As an author, would you mind having commercials embedded in your e-book? Or would it depend on your cut of what the company paid to advertise?


  1. I have noticed the ads in the sidebar of Google Books, but don't pay attention to it and never click on the links. Also, I stay away from blogs with lots of ads and giveaways.

    Cold As Heaven

  2. I think its going to be unavoidable. It will always be about the money. Publishing can be a lucrative industry with the right initiatives and foresight. E-books can revolutionise how we educate and relax. E-books that earn frequent flyer points, phone credit, travel and entertainment discounts. The future looks bright if we let it.

  3. I can understand the ads being with the 'free' chapters you can read but to have ads in the e-books you buy would be bad. I knew I loved print books for a reason. :)

    Thoughts in Progress

  4. I think it's a bad thing for print books. While readers may decide they want print books because of the lack of such commercials, publishers and writers may like e-books because of the added revenue.

  5. Remember when publishers used to put little ads in the back of books for their other, similar authors and a little order form to send in to buy them? That's my limit for advertising in books.

    As far as eReaders - people have become good at ignoring ads on screens, I find it hard to believe it will be worthwhile.

    I frankly hate the idea completely.

  6. Oy! I hate this idea completely too - placing ads leads to advertisers eventually having a SAY about what is in the books. If I write a book that is less than complimentary to the conventional status of commerce who is to say that it won't be pulled or I'll be asked to hold back certain sentiments - a nightmare! I hate it. To me the gift of the story teller is that they are telling me their story without filters - without veils of commerce. No. Yuck.

  7. I just read a really interesting article on this, which I agree with.

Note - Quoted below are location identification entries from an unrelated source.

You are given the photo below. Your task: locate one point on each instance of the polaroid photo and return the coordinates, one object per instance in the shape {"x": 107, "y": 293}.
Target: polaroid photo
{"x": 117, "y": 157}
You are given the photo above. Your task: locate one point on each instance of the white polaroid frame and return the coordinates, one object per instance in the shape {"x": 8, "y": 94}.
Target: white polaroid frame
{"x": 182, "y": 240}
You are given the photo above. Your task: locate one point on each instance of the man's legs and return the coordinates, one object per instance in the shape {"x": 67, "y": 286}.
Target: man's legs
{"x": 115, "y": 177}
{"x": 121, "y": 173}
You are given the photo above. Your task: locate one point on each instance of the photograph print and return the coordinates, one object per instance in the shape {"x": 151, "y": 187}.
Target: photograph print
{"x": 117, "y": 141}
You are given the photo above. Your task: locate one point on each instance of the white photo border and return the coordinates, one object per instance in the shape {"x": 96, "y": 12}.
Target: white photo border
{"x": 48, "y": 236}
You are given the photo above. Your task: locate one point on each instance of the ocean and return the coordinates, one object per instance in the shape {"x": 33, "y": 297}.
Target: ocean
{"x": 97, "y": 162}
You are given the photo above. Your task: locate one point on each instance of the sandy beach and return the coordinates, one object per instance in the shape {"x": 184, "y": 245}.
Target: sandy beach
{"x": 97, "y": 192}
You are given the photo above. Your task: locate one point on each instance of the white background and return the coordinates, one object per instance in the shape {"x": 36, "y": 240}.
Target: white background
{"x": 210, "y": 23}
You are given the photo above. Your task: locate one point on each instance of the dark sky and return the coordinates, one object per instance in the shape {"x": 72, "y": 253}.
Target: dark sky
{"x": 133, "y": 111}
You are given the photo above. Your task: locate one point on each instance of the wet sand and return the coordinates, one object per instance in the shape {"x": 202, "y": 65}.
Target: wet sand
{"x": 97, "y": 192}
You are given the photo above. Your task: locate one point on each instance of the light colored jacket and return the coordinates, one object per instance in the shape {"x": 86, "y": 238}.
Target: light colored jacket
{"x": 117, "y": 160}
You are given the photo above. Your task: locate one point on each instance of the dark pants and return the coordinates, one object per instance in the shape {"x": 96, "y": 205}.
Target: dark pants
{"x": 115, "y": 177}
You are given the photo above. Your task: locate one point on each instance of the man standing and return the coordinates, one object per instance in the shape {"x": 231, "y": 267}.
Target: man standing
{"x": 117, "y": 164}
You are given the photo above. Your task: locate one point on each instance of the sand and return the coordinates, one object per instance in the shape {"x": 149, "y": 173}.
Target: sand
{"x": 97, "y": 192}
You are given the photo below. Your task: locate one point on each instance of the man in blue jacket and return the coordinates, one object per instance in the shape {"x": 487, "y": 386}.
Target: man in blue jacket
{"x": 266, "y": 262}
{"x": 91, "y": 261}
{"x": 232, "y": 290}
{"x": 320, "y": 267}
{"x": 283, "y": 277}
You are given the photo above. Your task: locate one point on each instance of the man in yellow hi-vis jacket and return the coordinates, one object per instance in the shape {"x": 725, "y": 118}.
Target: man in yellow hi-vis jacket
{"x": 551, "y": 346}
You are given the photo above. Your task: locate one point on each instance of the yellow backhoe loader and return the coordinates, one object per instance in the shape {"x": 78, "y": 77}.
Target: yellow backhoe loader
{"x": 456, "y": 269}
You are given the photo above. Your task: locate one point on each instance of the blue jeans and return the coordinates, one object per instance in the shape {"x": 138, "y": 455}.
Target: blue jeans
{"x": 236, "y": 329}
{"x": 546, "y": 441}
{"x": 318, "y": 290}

A writer I know points out that ads in books could get REALLY complicated, just like product placement in movies is complicated.

    Because of that, it's important to place ads in the same category as subrights and pay the author accordingly.

    Here's the link:

  8. Ads and commercials appear before movies and on DVDs. I don't like it, but I can see it coming.

  9. They're also in movies, Alex. If someone is drinking a Coke or driving a Chevy, that's an ad. The company paid to have their product appear.

    Thanks for the link, Miriam.

  10. Seems kind of like we're going back to the days of Lucy and Ricky stopping their show and discussing their favourite laundry soap with the audience! :)

  11. Interesting! I would have thought the "sanctity of the product" would be the reason for no ads in books. I'm kind of surprised that publishers and editors are going to stand for commercials in books, but this move makes sense given that books don't seem to be as profitable anymore. Not enough people buy them!

  12. Pay me enough and you can do anything you want.... wait. I really didn't mean that. LOL

    Seriously, I'm not sure if this is a good idea or not. On one hand generating some revenue with some ads is not such a bad thing, as long as the advertisers do not interfere with editorial content. On the other hand, books have always been exempt from that kind of profiteering. Maybe that is something worth preserving.

  13. I hesitate to answer, but yes if the advertisements were for the Discovery Channel or the Science Channel. There would be some redeeming value here.

    Stephen Tremp

  14. As long as they don't move or make noise, and the author gets a cut, I could care less. Alas, they will probably be just like web adds, which means stupid animation and flashing banners. I would HATE reading an ebook containing those types of ads.